There is no racism so unabashedly and so publicly expressed, nor so graphic and varied, as anti-Semitism.

Consider the following:

            ‘Finally! Science has discovered a cure for the most insidious disease of our timeJewishness…. 3 down, 5,999,997 to go!

            ‘Jews, Zionists have organized & engineered #Corona virus as biological weapon just like bird flu & Crimean-Congo hemorrhagic fever (CCHF).’

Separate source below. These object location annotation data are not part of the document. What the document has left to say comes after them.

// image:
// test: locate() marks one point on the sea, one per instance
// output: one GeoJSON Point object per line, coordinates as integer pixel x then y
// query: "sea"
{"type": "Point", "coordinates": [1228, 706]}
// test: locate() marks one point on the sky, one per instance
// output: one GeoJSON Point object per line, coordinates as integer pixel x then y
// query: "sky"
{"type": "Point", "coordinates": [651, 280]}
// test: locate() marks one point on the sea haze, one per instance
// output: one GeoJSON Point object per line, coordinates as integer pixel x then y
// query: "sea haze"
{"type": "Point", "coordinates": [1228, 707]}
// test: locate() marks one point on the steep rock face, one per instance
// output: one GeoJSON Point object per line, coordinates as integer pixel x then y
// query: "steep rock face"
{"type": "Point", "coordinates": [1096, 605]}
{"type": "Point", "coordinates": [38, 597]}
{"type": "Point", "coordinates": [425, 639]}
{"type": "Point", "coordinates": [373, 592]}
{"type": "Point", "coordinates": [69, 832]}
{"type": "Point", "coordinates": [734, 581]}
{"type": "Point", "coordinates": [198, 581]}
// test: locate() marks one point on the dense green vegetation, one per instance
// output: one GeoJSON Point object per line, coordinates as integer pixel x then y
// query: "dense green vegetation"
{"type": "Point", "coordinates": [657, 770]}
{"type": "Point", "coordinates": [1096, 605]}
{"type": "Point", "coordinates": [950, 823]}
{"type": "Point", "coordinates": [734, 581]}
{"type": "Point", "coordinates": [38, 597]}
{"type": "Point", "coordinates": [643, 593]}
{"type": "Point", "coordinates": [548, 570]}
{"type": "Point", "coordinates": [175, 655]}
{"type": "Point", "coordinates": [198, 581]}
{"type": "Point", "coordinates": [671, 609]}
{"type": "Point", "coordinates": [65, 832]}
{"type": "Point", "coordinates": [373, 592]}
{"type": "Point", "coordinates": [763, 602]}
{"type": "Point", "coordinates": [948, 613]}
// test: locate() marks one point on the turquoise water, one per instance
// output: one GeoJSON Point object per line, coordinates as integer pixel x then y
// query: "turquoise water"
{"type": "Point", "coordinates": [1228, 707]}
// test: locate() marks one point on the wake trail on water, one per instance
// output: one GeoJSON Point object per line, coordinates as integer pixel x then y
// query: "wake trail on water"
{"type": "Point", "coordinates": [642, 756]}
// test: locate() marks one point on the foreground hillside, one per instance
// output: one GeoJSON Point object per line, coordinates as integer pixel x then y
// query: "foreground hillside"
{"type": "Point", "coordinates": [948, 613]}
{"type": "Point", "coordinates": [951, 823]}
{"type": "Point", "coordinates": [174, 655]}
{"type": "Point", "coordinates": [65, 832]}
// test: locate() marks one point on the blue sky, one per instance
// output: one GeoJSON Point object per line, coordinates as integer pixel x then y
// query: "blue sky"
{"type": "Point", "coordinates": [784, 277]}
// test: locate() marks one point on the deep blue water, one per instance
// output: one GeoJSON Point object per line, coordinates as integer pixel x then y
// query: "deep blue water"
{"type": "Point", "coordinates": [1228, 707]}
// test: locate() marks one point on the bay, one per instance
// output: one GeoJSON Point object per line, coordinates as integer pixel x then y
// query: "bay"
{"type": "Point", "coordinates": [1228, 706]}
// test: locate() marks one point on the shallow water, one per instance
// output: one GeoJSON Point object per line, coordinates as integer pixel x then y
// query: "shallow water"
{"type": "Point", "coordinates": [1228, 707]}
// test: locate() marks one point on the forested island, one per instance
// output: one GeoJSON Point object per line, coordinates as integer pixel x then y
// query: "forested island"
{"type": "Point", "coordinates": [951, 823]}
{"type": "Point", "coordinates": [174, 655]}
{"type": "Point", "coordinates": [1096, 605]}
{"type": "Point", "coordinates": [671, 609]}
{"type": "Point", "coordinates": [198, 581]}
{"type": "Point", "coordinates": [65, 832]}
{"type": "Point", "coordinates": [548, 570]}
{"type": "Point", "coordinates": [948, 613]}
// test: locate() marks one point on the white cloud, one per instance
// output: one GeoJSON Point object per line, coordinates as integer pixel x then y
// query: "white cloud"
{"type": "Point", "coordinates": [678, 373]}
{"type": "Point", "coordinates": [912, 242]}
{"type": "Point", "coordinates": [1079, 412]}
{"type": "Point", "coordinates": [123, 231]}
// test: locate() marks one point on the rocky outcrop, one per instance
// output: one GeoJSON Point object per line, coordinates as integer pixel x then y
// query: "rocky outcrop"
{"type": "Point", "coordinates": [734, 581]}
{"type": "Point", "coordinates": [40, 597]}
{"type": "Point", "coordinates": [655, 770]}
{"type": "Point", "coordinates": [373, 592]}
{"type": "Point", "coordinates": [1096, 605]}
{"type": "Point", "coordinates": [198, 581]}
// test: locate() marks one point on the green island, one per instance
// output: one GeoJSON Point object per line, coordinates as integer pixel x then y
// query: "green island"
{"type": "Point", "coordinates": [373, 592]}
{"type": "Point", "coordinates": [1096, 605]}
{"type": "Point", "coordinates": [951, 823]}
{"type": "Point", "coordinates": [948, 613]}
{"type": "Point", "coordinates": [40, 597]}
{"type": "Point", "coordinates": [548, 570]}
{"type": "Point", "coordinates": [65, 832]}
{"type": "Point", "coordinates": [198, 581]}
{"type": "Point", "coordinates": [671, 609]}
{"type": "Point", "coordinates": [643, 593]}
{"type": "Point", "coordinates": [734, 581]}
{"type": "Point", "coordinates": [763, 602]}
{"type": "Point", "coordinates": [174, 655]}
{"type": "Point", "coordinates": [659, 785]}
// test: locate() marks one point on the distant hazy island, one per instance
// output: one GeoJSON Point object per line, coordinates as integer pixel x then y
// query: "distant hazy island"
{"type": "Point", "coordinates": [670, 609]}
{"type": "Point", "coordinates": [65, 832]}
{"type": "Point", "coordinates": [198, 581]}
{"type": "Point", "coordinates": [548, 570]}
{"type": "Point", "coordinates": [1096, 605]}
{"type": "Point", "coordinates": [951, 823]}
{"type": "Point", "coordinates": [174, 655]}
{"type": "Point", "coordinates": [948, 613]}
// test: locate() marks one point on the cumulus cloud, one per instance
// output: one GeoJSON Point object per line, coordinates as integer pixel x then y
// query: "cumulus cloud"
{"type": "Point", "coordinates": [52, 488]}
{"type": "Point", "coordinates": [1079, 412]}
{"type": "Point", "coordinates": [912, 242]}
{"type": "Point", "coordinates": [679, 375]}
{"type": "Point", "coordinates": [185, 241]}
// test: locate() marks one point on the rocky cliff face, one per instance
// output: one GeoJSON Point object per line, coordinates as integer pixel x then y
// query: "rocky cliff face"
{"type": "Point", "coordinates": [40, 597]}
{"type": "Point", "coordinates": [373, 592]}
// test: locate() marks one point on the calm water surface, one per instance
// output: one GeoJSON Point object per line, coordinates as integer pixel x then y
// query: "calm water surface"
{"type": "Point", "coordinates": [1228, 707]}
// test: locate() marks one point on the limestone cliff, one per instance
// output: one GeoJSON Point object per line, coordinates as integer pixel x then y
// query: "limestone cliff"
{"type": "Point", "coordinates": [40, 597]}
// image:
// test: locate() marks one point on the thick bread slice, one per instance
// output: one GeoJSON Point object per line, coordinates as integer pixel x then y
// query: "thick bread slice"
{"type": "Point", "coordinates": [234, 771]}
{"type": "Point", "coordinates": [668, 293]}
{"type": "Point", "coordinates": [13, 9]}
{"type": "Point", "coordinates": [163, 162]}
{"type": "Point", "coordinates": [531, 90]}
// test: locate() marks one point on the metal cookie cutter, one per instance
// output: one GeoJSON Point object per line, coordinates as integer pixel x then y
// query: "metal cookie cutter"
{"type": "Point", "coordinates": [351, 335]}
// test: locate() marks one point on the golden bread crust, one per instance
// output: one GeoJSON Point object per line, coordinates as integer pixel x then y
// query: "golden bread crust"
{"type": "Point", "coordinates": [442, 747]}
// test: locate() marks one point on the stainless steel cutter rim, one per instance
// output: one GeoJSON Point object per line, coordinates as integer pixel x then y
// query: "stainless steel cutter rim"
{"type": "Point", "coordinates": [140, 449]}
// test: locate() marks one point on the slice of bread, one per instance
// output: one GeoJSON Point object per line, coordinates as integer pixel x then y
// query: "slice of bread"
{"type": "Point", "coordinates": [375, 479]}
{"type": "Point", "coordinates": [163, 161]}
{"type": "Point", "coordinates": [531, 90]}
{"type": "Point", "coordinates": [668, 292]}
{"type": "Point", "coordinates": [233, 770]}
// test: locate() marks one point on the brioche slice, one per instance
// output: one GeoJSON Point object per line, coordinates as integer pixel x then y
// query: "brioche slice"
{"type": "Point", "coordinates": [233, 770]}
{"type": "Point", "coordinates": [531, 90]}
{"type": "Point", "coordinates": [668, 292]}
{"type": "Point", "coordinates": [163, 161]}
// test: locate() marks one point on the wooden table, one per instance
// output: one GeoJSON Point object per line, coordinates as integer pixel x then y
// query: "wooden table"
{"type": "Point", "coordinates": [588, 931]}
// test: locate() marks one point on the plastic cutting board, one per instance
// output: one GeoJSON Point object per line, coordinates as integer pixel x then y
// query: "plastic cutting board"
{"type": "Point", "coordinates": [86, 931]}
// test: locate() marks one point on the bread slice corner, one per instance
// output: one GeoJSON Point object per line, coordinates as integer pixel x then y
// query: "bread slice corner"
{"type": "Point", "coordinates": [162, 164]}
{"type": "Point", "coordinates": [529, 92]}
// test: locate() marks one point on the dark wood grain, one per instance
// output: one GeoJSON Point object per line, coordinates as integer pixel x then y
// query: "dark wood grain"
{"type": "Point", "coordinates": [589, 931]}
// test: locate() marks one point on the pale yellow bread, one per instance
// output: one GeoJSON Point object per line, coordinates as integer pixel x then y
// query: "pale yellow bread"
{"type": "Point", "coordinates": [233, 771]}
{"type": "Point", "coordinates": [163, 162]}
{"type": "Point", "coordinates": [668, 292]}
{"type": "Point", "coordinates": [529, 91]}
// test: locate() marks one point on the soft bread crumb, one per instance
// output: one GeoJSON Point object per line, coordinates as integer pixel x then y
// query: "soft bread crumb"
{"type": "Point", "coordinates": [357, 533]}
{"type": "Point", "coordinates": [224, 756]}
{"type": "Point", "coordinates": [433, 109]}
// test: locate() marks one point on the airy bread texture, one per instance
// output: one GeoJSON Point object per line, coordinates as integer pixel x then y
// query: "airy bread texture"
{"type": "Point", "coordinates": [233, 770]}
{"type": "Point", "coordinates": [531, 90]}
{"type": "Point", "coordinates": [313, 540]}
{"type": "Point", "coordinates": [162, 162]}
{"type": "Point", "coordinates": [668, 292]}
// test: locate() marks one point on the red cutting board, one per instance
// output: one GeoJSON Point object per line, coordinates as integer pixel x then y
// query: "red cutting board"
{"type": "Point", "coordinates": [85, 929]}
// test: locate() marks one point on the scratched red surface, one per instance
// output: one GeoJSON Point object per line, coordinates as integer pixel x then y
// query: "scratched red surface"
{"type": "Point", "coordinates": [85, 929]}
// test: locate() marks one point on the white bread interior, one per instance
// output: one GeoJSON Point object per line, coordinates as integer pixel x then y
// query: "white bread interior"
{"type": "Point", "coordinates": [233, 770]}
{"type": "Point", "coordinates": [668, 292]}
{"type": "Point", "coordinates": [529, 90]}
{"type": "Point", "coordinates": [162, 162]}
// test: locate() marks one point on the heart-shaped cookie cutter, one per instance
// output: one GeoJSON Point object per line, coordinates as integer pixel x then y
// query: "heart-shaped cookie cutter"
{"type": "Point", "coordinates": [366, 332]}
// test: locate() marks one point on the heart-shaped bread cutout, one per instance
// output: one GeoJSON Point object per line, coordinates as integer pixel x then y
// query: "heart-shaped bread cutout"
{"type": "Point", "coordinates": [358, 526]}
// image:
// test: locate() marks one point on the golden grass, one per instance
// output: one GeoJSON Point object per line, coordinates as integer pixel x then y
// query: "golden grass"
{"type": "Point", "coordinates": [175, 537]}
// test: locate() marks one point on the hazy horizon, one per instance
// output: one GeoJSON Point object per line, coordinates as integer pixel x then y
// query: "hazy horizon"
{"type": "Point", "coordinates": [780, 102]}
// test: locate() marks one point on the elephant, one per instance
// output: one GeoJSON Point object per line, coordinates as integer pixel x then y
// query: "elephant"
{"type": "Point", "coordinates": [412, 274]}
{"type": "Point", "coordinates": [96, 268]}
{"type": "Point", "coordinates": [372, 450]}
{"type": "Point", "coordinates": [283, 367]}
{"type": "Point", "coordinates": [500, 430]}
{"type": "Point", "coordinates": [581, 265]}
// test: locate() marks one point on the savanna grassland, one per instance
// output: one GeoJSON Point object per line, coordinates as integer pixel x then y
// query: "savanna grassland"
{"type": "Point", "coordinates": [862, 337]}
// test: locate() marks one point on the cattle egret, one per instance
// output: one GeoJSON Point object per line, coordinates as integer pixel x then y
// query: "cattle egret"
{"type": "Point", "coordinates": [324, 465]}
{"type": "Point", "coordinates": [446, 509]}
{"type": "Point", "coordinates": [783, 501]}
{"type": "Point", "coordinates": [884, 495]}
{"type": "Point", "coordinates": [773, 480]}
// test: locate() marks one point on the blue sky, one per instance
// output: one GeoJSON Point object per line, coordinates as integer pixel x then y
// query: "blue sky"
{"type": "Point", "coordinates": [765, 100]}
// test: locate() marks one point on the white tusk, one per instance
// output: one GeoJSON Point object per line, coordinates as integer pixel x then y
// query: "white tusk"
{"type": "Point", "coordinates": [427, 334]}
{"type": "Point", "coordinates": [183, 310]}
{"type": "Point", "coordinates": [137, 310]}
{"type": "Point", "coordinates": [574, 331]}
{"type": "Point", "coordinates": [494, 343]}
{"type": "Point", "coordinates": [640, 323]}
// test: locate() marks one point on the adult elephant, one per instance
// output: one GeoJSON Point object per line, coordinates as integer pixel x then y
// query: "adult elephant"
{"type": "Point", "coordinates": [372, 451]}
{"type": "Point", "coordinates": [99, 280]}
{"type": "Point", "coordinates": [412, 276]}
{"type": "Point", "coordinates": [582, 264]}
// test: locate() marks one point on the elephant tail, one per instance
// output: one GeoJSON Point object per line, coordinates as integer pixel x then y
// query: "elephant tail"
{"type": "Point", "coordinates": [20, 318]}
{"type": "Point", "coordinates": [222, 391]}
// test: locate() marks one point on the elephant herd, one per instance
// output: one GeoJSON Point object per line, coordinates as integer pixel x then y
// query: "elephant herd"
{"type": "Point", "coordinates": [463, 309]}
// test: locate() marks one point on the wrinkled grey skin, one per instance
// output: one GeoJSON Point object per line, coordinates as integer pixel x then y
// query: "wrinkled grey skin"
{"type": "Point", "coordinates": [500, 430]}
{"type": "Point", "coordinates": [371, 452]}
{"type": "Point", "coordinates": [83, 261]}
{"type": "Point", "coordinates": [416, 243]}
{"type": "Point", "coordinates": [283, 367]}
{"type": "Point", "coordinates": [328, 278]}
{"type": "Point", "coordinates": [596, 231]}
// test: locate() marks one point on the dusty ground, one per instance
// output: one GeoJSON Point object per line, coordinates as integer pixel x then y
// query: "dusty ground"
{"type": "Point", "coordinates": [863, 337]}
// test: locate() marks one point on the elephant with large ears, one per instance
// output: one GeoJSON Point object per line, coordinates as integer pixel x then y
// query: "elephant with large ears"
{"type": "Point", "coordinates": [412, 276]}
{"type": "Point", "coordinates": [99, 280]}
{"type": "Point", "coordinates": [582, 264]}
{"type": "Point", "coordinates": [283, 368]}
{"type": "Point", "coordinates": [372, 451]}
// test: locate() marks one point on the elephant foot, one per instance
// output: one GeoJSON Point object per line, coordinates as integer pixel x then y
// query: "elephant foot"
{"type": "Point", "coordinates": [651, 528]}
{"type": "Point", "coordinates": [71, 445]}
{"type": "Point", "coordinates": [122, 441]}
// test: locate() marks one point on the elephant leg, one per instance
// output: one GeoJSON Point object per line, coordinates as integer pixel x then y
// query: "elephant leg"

            ‘They want to design the world, seize countries, neuter the world’s population.’

Despite being transmitted by 21st century media, these anti-Semitic comments could have come straight from the medieval era.

In a world where people self-censor at the slightest fear of being accused of racism, anti-Semitism seems to include licence for people to express whatever loathsome utterance about Jews takes their fancy.

It matters not that the statements are false. Expressing them will attract insufficient condemnation from world leaders. The same comments about virtually any other group would cause untold outrage.

Muscularity

The Conservative government in Britain under Boris Johnson has displayed muscularity in responding to the issue. It is matched neither by the opposition Labour Party nor by most European governments.

The anti-Semitic tropes don’t have to be true, rational or sane. They are millennia old and derive their unique quasi-legitimacy from their ecclesiastical origins.  

The Greeks and Romans (BCE) mistrusted the Jews because they kept separate from mainstream society. Most criticism, however, concerned their refusal to show obeisance to their divinities.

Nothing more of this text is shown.